August 1914
- The cover of the first English edition published by The Bodley Head in 1972
- Author: Aleksandr Solzhenitsyn
- Original title: Август 1914
- Translator: Michael Glenny
- Language: Russian
- Series: The Red Wheel
- Genre: Historical novel
- Publisher: YMCA Press
- Publication date: 1971; 1984
- Publication place: Soviet Union
- Media type: Print (Hardback)
- Pages: 573 pp; 850+ pp (Second version)
- Followed by: November 1916

= August 1914 (novel) =

1971 novel by Aleksandr Solzhenitsyn

August 1914 (Август четырнадцатого) is a Russian novel by Nobel Prize-winning writer Aleksandr Solzhenitsyn about the defeat of the Imperial Russian Army at the Battle of Tannenberg in East Prussia. The novel was completed in 1970, although there is a foreword from the author saying that it is not complete, rather a "first part, or fascicle, of a work in many parts;" first published in 1971, with an English translation the following year. The novel is an unusual blend of fiction narrative and historiography, and has given rise to extensive and often bitter controversy, both from the literary as well as from the historical point of view. The book also contains several interludes noted as "screen" written as set direction for a film.

Some episodes of the book had caused in accusations of the author of anti-Semitism, mostly rebutted at the time, but these were renewed later, regarding Two Hundred Years Together.

==Plot==
The plot primarily follows Colonel Vorotyntsev, a General Staff officer sent by the Grand Duke's (supreme commander, Russian Army) headquarters to the Russian Second Army invading East Prussia under command of General Alexander Samsonov. Vorotyntsev has been sent to find out exactly what is happening with the Second Army; a second General Staff colonel has been sent to the First Army with the same mission. Distances are great, communications are poor, and the Russian Army is badly prepared for war. Vorotyntsev is there to find out all he can about conditions at the front and then report back to the Grand Duke.

By August 26, the opening day of the 4-day Battle of Tannenberg, Vorotyntsev comes to realize that he cannot return to his headquarters in time to make any difference in the outcome of the battle, and stays with the Second Army to help where he can. Numerous side plots involving other characters, both on the battlefield and elsewhere, fill out the novel. The unprepared army's failures mirror those of the Tsarist regime.
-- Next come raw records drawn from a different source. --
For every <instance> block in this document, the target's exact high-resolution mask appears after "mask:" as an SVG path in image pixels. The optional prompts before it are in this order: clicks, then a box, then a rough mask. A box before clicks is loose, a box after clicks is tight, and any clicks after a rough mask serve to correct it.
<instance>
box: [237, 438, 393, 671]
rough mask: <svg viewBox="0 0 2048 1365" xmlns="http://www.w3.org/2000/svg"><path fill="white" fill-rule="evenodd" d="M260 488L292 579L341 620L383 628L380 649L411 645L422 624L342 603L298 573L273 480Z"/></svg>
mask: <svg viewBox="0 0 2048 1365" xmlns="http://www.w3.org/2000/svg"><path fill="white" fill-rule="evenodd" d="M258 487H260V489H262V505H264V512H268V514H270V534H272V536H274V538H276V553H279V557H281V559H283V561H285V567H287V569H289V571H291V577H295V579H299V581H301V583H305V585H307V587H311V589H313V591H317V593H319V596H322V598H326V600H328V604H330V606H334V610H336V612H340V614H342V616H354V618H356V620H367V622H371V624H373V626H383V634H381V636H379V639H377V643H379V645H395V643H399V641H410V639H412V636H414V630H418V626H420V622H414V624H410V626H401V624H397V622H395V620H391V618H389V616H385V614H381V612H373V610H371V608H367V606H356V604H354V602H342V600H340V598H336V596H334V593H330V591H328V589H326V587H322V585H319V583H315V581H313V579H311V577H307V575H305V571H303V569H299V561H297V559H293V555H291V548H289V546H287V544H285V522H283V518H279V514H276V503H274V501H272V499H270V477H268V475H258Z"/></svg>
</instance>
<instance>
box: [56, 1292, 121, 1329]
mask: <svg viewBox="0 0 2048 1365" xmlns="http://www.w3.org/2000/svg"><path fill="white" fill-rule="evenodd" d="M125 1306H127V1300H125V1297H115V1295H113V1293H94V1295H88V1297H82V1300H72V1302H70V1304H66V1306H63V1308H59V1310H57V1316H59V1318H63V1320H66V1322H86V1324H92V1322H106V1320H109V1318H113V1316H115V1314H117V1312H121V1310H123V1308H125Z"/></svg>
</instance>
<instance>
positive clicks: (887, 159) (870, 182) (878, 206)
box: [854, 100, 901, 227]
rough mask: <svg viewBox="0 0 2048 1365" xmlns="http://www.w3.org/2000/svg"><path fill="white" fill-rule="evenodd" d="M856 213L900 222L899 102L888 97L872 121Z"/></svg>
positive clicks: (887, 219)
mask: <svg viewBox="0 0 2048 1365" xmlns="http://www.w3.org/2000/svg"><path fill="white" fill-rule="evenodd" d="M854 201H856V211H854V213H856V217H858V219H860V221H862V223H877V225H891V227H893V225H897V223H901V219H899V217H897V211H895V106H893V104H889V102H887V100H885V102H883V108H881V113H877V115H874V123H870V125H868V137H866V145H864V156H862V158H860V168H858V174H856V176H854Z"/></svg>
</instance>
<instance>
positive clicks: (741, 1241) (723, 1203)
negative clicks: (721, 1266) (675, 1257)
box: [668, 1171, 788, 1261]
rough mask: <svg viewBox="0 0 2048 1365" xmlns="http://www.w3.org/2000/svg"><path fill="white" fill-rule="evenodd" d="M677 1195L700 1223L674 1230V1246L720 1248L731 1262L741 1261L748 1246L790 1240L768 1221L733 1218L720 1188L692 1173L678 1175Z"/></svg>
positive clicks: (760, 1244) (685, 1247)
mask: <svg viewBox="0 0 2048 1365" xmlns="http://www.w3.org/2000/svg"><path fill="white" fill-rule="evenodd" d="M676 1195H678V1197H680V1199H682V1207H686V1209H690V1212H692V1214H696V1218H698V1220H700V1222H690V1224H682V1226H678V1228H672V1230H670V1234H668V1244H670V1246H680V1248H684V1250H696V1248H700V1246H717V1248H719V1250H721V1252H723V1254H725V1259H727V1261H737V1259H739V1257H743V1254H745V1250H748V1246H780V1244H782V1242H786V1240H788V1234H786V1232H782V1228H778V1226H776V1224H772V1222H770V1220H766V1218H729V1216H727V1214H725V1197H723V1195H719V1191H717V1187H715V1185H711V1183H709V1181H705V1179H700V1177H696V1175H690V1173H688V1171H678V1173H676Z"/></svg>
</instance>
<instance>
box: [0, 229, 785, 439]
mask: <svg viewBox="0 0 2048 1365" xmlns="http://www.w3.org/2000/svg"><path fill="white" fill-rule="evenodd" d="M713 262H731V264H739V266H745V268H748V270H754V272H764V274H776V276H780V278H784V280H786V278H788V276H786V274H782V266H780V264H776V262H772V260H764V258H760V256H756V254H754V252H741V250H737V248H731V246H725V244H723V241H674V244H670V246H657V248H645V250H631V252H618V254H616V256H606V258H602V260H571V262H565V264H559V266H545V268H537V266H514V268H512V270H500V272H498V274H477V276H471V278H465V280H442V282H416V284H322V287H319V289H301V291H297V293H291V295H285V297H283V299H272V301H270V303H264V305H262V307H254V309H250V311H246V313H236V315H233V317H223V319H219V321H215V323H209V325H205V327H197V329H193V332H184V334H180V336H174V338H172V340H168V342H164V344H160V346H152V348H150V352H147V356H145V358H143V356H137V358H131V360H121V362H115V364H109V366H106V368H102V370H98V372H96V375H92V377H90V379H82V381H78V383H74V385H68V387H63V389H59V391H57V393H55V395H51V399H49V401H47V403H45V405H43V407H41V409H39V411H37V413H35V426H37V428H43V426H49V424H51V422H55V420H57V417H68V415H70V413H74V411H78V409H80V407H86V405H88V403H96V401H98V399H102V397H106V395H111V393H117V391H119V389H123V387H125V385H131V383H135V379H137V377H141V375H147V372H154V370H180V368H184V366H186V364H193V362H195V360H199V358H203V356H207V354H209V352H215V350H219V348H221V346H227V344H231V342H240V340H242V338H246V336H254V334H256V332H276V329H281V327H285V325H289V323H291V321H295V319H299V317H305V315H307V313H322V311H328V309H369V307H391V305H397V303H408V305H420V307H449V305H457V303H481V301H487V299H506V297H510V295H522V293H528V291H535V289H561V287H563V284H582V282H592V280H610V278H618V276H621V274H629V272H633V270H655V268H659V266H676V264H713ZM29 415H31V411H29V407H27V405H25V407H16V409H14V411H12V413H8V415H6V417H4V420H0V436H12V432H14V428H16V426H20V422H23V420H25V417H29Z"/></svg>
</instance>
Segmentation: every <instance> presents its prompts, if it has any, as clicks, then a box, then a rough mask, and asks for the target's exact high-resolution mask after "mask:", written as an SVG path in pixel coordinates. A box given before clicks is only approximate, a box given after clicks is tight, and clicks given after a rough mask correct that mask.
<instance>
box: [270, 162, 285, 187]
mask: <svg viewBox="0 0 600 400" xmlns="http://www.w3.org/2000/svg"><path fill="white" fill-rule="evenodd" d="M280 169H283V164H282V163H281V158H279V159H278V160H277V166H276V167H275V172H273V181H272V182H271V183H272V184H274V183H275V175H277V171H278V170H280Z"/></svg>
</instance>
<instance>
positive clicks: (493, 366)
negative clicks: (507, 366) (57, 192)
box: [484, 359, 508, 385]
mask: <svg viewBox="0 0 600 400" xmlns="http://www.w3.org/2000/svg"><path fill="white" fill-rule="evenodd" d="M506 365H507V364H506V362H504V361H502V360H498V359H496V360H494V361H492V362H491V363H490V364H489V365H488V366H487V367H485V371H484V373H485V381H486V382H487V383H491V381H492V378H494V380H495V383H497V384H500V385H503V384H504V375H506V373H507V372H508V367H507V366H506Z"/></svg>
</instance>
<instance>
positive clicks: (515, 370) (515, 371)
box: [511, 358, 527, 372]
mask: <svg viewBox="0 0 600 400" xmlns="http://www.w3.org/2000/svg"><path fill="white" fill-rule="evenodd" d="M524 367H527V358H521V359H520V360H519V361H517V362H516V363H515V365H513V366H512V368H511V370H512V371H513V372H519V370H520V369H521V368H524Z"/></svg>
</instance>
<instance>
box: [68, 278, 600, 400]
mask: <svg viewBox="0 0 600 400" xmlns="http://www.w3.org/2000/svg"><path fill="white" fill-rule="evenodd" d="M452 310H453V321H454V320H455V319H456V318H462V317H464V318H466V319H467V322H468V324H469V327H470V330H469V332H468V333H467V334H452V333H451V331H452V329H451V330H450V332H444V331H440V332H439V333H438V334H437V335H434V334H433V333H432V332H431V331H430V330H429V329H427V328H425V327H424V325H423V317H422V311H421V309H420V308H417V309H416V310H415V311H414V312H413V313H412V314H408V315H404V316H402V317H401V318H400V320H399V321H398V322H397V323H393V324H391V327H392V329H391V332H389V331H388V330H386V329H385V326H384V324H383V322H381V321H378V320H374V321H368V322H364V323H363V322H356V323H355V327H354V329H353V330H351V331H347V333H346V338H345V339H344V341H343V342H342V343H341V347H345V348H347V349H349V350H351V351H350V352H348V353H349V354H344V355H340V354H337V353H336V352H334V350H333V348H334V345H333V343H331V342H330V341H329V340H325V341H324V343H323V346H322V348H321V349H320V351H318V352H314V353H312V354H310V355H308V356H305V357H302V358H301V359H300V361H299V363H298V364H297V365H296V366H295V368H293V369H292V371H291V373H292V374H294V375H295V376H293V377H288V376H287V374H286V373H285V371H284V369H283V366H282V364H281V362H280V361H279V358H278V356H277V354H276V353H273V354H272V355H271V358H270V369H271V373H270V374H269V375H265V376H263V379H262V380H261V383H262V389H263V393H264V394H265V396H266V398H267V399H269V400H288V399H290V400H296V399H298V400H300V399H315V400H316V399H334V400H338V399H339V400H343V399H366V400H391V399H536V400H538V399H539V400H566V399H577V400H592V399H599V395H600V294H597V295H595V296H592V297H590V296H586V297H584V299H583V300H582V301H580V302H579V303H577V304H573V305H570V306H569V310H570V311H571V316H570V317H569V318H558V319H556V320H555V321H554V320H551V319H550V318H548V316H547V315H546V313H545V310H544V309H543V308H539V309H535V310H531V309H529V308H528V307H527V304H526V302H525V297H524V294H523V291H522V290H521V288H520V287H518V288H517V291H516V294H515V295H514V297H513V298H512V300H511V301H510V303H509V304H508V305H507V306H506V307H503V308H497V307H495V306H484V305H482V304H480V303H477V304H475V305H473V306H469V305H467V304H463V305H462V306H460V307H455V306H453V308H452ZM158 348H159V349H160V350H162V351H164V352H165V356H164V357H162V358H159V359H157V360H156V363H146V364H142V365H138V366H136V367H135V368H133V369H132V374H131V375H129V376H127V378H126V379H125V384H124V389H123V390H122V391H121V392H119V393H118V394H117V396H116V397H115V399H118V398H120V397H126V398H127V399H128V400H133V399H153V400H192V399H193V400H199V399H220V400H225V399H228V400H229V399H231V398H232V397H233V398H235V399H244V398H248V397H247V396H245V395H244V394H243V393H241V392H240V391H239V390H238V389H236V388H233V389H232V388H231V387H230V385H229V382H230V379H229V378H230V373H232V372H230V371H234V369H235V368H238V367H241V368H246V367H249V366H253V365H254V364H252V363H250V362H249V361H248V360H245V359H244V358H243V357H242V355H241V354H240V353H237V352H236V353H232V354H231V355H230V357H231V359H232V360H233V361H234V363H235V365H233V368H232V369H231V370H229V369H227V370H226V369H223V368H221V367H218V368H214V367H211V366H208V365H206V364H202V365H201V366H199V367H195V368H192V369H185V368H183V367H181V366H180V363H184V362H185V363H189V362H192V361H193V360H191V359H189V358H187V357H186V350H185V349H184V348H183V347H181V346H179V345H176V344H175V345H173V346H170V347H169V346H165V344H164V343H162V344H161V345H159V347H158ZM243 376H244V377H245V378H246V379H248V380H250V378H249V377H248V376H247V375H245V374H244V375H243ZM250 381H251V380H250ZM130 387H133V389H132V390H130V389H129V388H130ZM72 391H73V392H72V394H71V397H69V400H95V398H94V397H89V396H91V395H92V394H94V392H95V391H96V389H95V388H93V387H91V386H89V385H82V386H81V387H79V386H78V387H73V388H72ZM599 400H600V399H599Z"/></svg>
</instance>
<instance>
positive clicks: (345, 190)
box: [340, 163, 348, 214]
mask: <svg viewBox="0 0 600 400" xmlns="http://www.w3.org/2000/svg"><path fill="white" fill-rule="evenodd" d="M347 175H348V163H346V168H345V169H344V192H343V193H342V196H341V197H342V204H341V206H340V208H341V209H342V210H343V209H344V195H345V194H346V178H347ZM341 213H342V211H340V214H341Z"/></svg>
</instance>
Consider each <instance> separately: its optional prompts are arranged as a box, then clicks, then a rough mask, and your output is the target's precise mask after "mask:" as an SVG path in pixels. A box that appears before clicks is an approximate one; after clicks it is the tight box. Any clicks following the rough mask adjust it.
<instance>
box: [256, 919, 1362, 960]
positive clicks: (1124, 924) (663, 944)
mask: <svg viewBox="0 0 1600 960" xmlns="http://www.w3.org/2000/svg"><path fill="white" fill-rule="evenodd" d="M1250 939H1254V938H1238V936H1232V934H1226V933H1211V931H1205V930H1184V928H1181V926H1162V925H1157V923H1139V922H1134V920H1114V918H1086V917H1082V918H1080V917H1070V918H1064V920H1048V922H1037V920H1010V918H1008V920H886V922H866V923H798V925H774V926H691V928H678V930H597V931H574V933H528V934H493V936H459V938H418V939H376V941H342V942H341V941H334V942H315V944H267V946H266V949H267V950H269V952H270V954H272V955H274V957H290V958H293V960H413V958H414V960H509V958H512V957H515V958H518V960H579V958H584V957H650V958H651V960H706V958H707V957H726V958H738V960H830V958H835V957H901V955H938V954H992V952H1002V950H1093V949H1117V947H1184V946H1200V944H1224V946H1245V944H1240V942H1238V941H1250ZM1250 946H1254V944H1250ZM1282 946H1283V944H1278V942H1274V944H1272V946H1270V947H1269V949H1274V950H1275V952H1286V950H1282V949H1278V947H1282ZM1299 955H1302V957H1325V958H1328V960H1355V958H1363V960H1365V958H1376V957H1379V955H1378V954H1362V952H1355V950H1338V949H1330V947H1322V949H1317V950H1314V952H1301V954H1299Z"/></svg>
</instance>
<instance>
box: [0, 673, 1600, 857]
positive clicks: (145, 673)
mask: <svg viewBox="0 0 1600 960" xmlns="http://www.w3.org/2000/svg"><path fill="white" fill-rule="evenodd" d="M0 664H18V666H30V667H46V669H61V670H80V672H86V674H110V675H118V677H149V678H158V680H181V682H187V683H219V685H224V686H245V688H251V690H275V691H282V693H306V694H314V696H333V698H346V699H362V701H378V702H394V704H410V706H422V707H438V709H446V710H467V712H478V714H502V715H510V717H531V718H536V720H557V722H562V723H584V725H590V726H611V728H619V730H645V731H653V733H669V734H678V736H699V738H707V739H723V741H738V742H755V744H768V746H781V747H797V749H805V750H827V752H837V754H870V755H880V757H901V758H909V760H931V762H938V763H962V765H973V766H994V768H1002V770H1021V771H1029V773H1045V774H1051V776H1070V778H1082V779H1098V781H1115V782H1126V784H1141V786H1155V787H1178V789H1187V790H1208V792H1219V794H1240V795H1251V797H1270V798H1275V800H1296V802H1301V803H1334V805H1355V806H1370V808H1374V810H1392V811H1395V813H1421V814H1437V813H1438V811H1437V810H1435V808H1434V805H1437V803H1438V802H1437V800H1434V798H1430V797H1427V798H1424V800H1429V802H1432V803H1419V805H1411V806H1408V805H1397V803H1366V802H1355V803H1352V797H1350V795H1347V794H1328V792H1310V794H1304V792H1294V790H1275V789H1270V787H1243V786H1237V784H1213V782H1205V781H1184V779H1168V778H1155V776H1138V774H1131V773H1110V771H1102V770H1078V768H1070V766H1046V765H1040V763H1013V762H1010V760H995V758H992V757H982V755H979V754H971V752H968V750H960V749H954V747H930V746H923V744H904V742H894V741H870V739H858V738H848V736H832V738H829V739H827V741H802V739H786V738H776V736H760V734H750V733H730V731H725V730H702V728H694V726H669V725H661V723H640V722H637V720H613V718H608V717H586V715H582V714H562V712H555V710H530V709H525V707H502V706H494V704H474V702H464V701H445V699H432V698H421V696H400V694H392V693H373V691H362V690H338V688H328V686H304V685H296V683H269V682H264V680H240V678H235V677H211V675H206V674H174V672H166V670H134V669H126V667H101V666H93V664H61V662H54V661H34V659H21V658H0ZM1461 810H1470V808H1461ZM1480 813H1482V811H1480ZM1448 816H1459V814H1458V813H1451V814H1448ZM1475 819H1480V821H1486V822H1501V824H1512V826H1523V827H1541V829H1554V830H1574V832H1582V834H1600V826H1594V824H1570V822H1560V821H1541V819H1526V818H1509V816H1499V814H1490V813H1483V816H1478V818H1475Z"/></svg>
A famous episode in the earlier version of the novel narrates the state of mind of General Samsonov, the Russian commander, after his disastrous defeat in what came to be known as the Battle of Tannenberg. Samsonov, tormented by the scale of the defeat and his fear of reporting this failure to the Tsar, eventually commits suicide. His body is found by a German search party, a bullet wound in his head and a revolver in his hand.

==Later editions==
In 1984, a new version of the novel, much expanded, was published in an English translation by H.T. (Harry) Willetts. By this time Solzhenitsyn had been a resident of the US for some years. He was able to publish chapters that had been suppressed while he was still living in Russia, given the Soviet censorship of literature, and to add material based on his extensive research at the library of the Hoover Institution. These included chapters on Vladimir Lenin, which were published separately as Lenin in Zurich, and several chapters dealing with Prime Minister Pyotr Stolypin, as well as with the background and personality of Stolypin's murderer, Dmitri Bogrov, and the suspected involvement of the Tsarist Secret Police in this assassination.

==Series==
At well over 800 pages, the novel constitutes the beginning of the Red Wheel series, continued ten years later with November 1916.

==Adaptations==
BBC Cymru Wales produced a two-hour radio version of the book for broadcast in August 2014, as part of the national observations of the centenary of the First World War. This was repeated on BBC Radio 3.